This week, this Holy Week, the voice of fear is loud. I find myself tangled in memories, in questions, and the question that fear screams loudest, the question that echoes larger and encompassing of all others is this: Could this really be God?
Could this change of direction, this pull towards conversion, this thing that goes so against all that I was brought up with, could it really be God?
Does He speak only in part? What of the myriad of times I’ve heard him, and the ways that things have changed since then? What about calls to missions, about all those moments of certainty on my part? And what if God is really and truly in the uncertainty? What if it really is a whisper, a voice saying “this is the way, walk in it?” A need to listen each and every day, each and every moment for that voice.
And how does this encompass the mystical experiences, the belief that I really do hear God speak, that he does give mission and direction. What about tongues and prophecy and encounters with things I don’t see with my physical eyes? How do those things fit here?
Afraid of my family’s reaction if I announce this thing that is developing with a growing certainty within me.
Afraid of the high cost.
Afraid of the uncertainty, the unknowing, the vague path laid out in front of me.

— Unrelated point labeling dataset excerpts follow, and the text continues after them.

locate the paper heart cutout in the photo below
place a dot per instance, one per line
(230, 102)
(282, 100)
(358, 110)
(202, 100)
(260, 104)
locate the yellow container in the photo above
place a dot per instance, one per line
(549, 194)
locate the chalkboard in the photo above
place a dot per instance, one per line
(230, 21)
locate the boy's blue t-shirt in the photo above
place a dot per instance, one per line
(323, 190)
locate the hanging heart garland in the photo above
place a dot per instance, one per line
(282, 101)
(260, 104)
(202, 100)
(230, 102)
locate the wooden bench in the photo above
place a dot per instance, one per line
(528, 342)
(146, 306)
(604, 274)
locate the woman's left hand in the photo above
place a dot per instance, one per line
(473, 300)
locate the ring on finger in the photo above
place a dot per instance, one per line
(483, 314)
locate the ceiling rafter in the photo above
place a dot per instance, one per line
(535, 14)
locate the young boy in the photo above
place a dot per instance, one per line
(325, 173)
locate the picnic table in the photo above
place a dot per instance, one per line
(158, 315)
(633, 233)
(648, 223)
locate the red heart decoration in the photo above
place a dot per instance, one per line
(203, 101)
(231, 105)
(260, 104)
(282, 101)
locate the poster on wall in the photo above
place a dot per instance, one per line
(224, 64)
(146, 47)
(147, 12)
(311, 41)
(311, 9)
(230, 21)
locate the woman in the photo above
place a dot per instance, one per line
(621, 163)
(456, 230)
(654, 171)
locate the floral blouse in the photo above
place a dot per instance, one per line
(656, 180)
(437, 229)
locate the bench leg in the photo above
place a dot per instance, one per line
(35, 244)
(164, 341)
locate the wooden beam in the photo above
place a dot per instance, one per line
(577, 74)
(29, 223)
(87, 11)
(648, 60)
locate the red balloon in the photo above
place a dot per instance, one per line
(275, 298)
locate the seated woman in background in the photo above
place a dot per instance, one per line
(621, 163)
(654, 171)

Afraid of the growing certainty that this is the thing Jesus asks of me.
Afraid that the rest of my life will be entirely defined by these tensions. And afraid that it won’t.
And so this is Holy Week, and I feel tangled up in these things. Caught in the spiritual things that I sense but can’t put words to. Caught in the ongoing sense of onslaught as I move forward. Caught in the memories of Malta, and of the Holy Week that followed – the week where I fasted and prayed, and so much of my life at the time began to fall apart.
And yet, five years later, deconstruction seems to be being replaced. And that feels tangling too. Maze like, this journey I seem to be walking. And my heart aches amidst it.